Sanctuary City
On September 26, 1850, six days after President Millard Fillmore signed the federal Fugitive Slave Law requiring Americans to aid in the capture and return of runaway slaves, two deputy U.S. marshals arrested James Hamlet in New York City as he was working at his job as a porter. Hamlet, a runaway slave, had fled bondage in Baltimore, Maryland. He had arrived in New York by train in 1848 and, with his wife and three children, had settled near Brooklyn in a township then called “Williams-burgh.” Distance conferred only the illusion of freedom. Hamlet’s owner, Mary Brown, dispatched slave catchers—her son Gustavus Brown, son-in-law Thomas Clare, and a hired agent. In New York, the three presented documents to a federal official who ordered Hamlet arrested and, on the spot, held a hearing at which Hamlet was barred from testifying. The presiding officer agreed that Brown owned the Black man, ordered Hamlet shackled, and had the prisoner hustled aboard a steamship to Baltimore, where Brown put her returned human chattel up for sale.

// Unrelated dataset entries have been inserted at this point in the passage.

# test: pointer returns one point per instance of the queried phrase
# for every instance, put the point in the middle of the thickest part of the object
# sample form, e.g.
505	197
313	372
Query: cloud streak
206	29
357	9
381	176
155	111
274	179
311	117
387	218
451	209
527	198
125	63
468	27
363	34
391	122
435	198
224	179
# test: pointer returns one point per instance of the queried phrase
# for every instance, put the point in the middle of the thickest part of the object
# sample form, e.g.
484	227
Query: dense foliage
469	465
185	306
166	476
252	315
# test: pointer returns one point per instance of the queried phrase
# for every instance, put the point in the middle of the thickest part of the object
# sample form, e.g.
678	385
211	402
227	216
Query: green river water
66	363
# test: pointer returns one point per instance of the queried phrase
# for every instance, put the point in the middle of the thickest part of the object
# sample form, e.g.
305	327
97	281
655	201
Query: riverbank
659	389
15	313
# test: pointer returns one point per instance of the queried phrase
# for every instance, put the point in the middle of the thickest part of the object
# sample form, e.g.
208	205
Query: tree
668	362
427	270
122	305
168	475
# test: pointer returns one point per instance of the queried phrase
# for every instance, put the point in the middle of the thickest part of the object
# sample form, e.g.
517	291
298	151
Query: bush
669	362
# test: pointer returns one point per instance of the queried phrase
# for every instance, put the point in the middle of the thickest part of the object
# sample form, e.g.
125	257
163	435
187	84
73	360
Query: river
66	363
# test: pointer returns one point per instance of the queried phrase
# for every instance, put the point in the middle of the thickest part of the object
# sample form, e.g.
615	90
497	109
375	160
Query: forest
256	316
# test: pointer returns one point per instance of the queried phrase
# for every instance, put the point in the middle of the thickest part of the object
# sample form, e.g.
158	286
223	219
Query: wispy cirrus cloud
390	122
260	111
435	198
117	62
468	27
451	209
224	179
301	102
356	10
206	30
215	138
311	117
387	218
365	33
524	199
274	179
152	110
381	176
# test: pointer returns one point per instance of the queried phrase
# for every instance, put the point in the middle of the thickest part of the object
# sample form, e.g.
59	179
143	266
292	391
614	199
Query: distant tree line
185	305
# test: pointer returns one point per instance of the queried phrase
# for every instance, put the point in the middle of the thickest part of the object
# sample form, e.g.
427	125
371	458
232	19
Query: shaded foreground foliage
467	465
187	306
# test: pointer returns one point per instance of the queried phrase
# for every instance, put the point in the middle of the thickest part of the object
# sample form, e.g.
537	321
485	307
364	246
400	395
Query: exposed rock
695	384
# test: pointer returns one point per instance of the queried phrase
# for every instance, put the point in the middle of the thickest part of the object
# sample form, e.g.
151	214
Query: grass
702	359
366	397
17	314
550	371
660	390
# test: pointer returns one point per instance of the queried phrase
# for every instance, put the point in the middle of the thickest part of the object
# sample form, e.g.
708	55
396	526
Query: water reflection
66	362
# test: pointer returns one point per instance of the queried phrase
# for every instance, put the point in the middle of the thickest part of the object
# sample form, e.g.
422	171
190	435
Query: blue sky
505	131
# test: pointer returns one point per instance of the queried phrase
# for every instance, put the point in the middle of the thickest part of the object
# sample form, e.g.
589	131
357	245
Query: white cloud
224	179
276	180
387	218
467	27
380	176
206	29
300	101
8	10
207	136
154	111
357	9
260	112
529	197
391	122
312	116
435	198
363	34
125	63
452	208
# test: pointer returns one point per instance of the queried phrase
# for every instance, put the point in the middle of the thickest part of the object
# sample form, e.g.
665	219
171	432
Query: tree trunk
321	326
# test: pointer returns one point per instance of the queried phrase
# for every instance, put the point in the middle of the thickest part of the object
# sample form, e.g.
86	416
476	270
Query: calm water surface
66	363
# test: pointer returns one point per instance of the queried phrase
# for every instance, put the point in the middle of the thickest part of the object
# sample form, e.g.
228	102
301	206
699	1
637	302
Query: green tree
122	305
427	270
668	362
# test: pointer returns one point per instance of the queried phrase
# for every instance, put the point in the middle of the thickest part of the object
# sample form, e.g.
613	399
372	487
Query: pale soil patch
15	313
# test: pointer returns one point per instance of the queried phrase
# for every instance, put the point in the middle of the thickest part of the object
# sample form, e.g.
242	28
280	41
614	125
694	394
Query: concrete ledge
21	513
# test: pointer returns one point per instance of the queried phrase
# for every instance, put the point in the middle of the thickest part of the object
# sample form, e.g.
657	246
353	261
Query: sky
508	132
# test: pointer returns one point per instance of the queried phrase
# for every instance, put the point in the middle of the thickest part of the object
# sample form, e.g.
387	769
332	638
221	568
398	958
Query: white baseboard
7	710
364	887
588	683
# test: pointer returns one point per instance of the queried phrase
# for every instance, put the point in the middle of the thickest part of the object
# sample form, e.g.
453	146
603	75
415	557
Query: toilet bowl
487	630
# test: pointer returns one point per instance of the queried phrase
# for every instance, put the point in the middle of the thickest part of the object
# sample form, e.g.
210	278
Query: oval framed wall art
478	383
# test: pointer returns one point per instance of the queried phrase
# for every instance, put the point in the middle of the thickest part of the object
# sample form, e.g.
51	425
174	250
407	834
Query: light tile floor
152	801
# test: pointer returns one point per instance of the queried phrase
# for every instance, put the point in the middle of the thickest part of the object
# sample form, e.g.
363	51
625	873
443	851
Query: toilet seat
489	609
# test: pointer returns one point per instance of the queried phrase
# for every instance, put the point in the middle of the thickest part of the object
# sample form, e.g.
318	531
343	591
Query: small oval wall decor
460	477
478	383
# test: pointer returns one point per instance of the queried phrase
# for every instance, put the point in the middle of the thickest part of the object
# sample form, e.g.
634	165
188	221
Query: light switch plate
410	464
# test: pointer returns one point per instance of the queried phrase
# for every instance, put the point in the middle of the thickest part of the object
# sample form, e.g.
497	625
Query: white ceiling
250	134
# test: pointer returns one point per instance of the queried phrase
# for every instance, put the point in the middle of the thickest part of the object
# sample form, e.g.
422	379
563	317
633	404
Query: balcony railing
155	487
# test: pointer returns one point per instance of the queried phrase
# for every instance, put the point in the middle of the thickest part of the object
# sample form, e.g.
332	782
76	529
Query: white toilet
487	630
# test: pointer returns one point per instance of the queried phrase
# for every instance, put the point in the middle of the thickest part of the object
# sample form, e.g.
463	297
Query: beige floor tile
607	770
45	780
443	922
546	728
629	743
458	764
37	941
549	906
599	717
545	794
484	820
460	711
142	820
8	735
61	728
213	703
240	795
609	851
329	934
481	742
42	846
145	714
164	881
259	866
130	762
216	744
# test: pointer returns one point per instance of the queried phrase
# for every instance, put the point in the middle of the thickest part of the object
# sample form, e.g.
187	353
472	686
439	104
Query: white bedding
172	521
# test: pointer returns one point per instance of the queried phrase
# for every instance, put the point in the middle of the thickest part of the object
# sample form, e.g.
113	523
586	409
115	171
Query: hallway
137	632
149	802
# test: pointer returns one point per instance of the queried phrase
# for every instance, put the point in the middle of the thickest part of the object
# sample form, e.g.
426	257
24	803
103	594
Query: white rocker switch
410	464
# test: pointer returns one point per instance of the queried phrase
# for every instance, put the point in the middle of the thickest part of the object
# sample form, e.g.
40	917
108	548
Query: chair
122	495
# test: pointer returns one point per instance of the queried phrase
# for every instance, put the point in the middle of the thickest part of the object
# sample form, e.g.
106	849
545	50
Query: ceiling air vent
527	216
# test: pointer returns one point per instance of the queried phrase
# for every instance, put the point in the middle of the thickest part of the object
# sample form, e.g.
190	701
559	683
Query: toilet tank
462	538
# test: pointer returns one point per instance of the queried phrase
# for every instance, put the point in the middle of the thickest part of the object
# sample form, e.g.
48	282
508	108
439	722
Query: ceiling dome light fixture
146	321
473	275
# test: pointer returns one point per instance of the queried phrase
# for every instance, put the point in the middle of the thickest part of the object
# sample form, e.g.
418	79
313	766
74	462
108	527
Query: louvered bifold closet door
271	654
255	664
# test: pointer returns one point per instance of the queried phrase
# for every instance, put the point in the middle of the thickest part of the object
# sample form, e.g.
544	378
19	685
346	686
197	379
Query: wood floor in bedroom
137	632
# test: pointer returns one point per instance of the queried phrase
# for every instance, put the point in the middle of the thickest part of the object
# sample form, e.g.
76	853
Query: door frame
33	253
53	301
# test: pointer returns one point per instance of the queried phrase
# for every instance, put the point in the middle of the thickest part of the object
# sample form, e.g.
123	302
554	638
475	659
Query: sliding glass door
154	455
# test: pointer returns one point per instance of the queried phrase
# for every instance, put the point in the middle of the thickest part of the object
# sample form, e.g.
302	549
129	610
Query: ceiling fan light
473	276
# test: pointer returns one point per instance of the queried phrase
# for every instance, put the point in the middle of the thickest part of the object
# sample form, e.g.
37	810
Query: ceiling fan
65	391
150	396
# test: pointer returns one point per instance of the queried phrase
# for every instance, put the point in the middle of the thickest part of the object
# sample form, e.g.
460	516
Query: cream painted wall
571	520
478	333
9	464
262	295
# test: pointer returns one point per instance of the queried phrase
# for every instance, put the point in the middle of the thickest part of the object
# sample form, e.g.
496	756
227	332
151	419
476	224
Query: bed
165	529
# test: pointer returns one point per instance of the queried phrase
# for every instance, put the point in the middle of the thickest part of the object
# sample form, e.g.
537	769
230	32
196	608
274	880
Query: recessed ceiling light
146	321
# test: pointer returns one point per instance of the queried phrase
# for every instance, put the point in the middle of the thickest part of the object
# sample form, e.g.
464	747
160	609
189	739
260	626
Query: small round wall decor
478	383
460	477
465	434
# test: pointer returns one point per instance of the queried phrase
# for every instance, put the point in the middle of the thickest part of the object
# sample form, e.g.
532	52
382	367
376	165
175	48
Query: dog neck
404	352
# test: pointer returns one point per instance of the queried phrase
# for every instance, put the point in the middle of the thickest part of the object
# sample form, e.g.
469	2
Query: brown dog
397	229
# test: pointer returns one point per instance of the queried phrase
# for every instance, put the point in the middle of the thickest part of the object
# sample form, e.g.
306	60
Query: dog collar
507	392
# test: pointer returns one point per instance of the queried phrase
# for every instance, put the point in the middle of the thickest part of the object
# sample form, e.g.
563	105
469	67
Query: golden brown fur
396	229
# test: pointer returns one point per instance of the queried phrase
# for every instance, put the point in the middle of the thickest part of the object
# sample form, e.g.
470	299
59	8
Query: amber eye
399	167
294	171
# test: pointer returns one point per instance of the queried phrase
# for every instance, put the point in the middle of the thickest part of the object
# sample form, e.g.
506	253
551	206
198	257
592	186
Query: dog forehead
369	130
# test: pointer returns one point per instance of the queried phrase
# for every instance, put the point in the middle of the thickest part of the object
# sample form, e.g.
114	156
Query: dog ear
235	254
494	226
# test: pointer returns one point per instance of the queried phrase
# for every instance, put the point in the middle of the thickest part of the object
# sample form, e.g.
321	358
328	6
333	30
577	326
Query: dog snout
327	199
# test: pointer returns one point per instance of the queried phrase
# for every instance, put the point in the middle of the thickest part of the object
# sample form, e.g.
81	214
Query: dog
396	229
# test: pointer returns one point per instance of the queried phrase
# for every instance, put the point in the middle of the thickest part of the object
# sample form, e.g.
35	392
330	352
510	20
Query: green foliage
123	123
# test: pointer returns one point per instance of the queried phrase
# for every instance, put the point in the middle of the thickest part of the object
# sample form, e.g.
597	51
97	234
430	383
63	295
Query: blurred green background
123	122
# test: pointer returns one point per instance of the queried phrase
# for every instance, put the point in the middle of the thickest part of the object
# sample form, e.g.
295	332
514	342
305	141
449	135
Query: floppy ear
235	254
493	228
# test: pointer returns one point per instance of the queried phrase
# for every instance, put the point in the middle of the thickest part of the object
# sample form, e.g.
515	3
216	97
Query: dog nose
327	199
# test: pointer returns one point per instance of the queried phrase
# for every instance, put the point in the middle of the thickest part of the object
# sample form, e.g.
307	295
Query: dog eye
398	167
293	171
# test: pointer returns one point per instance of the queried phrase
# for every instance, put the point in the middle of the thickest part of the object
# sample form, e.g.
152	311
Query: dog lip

The Hamlet episode marked the Fugitive Slave Law’s debut. The case emphasized the difficulty of implementing that much-disputed measure, enacted to compel the return to slave states of runaways in free states. Previously, slaves who reached a free state could claim freedom. Hamlet’s pursuer, Thomas Clare, told the New York press the price of his prisoner’s freedom was $800. On September 31, more than 2,000 members of Black civic organizations and a “slight and visible sprinkling of white abolitionists” packed the African Methodist Episcopal Zion Church on Church Street in Manhattan; a pass of the collection plate met Brown’s price. Back in New York, Hamlet appeared October 5 at a “great mass meeting of colored citizens” at City Hall Park in Manhattan. He told the crowd that when he was to go on the block in Baltimore would-be purchasers heard warnings to avoid buying him because “he had tasted liberty, and therefore could never be held again in chains.”